È accaduto infatti che giovedì l’Us Africa Command ha reso noto che due aerei attualmente in dotazione ai contractors del Wagner Group si sono schiantati per terra.

Non c’è chiarezza su cosa abbia causato gli incidenti, se un guasto meccanico, un errore dei piloti o altro, ha detto l’Africa Command. Sta di fatto che la notizia è abbastanza fresca, perché il primo Mig-29 si sarebbe schiantato al suolo lo scorso 28 giugno, mentre l’altro ha seguito lo stesso destino lo scorso lunedì

In un video circolato nei social media all’inizio della settimana si vede distintamente un pilota parlare russo appena atterrato nel deserto con un paracadute, prima di essere prelevato con un elicottero Hind dipinto con gli stessi colori dell’Esercito Nazionale Libico di Khalifa Haftar.

Nel video, il pilota afferma di trovarsi a non più di 70 chilometri dall’aeroporto da cui era partito, che però non è stato specificato.

Secondo l’Africa Commmand, la Russia ha schierato in Libia almeno 14 aerei da guerra che sono stazionati nelle basi di Jufra e Khdim.

Il numero di mercenari della Wagner presenti sul campo di battaglia è aumentato di molto negli ultimi mesi: dalle poche centinaia dell’anno scorso si è passati, secondo le stime dell’Onu, ad almeno 3,000 contractors.

La Russia inoltre non ha badato a spese per sostenere e rifornire il suo corpo di spedizione non ufficiale: come ha documentato un servizio Reuters, Mosca ha effettuato 338 voli cargo dalla Siria alla Libia tra il novembre del 2019 e il luglio di quest’anno.

Gli Stati Uniti sono molto nervosi per questa presenza, temendo la penetrazione russa in una zona strategica come la Libia.
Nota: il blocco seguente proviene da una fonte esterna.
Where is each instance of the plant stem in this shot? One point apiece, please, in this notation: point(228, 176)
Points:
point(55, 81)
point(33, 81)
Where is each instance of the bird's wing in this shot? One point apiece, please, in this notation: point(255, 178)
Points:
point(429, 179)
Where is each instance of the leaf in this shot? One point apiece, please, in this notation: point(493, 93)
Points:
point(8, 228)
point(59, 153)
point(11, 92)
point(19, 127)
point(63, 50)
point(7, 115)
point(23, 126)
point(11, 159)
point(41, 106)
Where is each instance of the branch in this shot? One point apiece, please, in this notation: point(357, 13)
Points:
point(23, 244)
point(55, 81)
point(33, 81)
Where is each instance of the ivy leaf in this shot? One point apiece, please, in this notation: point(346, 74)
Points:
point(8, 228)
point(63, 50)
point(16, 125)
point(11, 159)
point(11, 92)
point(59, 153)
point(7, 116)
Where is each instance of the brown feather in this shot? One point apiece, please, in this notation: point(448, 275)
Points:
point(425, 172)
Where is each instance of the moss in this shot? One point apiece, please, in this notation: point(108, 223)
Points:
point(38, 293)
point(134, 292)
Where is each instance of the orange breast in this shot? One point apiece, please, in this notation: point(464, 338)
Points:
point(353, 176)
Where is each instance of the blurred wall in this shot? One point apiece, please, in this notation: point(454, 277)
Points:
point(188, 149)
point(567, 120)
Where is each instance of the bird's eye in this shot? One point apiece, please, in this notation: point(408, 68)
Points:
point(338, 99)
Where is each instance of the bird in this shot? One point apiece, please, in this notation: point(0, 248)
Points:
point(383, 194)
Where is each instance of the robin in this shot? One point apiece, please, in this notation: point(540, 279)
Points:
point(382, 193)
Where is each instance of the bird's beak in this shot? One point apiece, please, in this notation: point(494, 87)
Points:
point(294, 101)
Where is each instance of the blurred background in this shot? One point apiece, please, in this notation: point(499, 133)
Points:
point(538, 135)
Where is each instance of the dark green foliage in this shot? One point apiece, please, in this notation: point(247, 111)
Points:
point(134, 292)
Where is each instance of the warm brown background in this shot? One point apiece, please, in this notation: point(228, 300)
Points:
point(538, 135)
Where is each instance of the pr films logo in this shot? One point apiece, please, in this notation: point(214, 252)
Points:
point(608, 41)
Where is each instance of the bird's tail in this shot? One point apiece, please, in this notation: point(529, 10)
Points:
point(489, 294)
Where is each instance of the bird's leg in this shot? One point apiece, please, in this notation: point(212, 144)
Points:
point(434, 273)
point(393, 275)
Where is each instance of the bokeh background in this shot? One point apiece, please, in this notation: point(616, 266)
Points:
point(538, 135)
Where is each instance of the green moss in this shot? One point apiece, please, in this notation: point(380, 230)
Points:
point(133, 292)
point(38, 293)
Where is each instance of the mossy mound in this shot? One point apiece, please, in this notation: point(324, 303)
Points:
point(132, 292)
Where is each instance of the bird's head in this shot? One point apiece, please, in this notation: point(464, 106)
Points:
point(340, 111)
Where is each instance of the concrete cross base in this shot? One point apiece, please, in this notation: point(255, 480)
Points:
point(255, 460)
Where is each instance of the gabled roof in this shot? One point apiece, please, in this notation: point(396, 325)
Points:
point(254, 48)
Per questo motivo negli ultimi tempi Washington ha intensificato la sua azione diplomatica per convincere i belligeranti a trovare un accordo.

Già che c’era, la settimana scorsa l’America ha fatto volare due bombardieri nucleari B-52 nel Mediterraneo meridionale affiancati da jet del Marocco e della Tunisia, in un evidente sfoggio di forza.

Interrogato sul fatto, il portavoce di Africom Christopher Karns ha negato che ci fosse qualche collegamento tra quell’esercitazione e la situazione libica. “Ma se la Russia e la Cina se ne accorgono”, ha aggiunto Karns, “non è una brutta cosa”.